FDIC Chairman Sheila Bair noted many high-risk subprime mortgages for borrowers with weaker credit histories, which initially feature low interest rates, will reset this year and next into higher rates that will shock and distress many homeowners.
"The payment reset problem is there and it's looming large," Bair said in a meeting with reporters.
In the second quarter, noncurrent home loans rose by $3.1 billion, or 12.6 percent, from a year earlier, the FDIC's report said.

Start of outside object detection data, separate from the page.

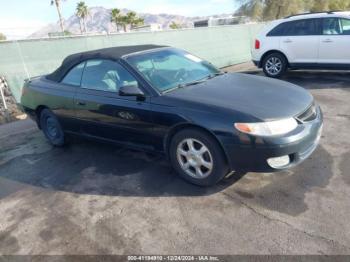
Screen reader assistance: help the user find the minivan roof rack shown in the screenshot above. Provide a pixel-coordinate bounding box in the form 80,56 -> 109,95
284,10 -> 341,19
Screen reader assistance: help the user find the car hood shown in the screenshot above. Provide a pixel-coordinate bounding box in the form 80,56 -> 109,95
165,73 -> 313,121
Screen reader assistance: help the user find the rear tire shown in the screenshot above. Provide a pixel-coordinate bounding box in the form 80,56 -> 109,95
262,53 -> 288,78
40,109 -> 65,147
169,129 -> 229,186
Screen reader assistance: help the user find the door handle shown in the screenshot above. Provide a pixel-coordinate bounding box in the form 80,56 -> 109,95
77,101 -> 86,106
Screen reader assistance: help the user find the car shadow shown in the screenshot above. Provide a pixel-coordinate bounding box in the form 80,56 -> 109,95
0,132 -> 244,199
240,70 -> 350,89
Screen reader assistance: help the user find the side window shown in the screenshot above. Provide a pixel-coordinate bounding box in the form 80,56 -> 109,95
322,18 -> 341,35
61,62 -> 85,86
284,19 -> 318,36
267,23 -> 288,36
81,60 -> 137,92
340,18 -> 350,35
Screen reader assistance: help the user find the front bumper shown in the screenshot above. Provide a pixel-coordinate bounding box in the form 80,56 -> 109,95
223,107 -> 323,172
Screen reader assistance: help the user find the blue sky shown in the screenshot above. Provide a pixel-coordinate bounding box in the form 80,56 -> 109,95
0,0 -> 237,38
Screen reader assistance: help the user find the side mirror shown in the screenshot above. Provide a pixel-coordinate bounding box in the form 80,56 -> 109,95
119,85 -> 145,98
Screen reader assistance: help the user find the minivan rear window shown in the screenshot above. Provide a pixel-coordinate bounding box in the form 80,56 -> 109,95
267,19 -> 319,36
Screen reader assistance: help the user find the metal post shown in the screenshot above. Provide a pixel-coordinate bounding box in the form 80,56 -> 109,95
0,77 -> 7,111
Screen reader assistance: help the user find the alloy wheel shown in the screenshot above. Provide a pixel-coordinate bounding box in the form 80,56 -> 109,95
265,56 -> 283,76
176,138 -> 213,179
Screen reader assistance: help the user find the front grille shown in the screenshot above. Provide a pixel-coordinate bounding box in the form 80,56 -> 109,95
296,103 -> 317,123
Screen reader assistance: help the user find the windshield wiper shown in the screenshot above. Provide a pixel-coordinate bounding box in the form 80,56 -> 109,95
208,72 -> 226,79
163,72 -> 225,94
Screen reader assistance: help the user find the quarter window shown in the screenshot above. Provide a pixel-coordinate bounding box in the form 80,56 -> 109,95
340,18 -> 350,35
284,19 -> 317,36
81,60 -> 137,92
267,19 -> 318,36
322,18 -> 341,35
61,62 -> 85,86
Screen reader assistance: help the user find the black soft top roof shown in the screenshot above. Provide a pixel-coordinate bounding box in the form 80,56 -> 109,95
46,45 -> 167,82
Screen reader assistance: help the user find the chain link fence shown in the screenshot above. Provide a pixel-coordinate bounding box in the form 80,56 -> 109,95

It was the fifth straight quarter of increases in residential noncurrent loans. Noncurrent loans for real estate construction and development soared $2.2 billion, or 39.5 percent.
Banks and thrifts set aside $11.4 billion to cover loan losses during the second quarter, up 75.3 percent and the highest level since the fourth quarter of 2002, the FDIC said.
A huge spike in soured loans for real estate construction and development also hurt bank earnings.
"Banks continued to face two key challenges — a difficult interest-rate environment and ongoing weakness in residential mortgage lending," Bair said. "The market's going through a period of adjustment. We knew it was coming; it was inevitable."
Mortgage delinquencies and foreclosures have skyrocketed this year, driving numerous lending companies into bankruptcy. Figures released Tuesday by research firm RealtyTrac showed foreclosures soaring 93 percent in July compared with a year earlier.
The federally insured and regulated banks and thrifts have not been big issuers of subprime mortgages that triggered widespread anxiety in recent weeks as more evidence surfaced of big jumps in defaults and foreclosures.
As credit worries drag stock and bond prices lower in financial markets, investors have grown increasingly nervous about all types of home loans — stoking concern that lenders are seeing problems with quality-credit mortgages.
In recent weeks, the U.S. Federal Reserve and other nations' central banks have injected billions of dollars into the banking system. On Aug. 17, the Fed also cut by a quarter point to 5.75 percent the short-term discount rate it charges on overnight loans to banks.
On Tuesday, the Treasury Department's Office of Thrift Supervision reported that noncurrent loans at U.S. thrifts jumped to $14.2 billion in the second quarter, up 50 percent from $9.5 billion from a year earlier. That's the highest level of noncurrent loans at U.S. thrifts since 1993, with most of the problems in home mortgages.
Still, given the circumstances, Bair said, the industry is in sound financial condition as the market adjusts and its second-quarter performance was "very solid."
Although profits declined 3.4 percent, the $36.7 billion recorded was the fourth-highest quarterly total since the FDIC began publishing the statistics in 1986.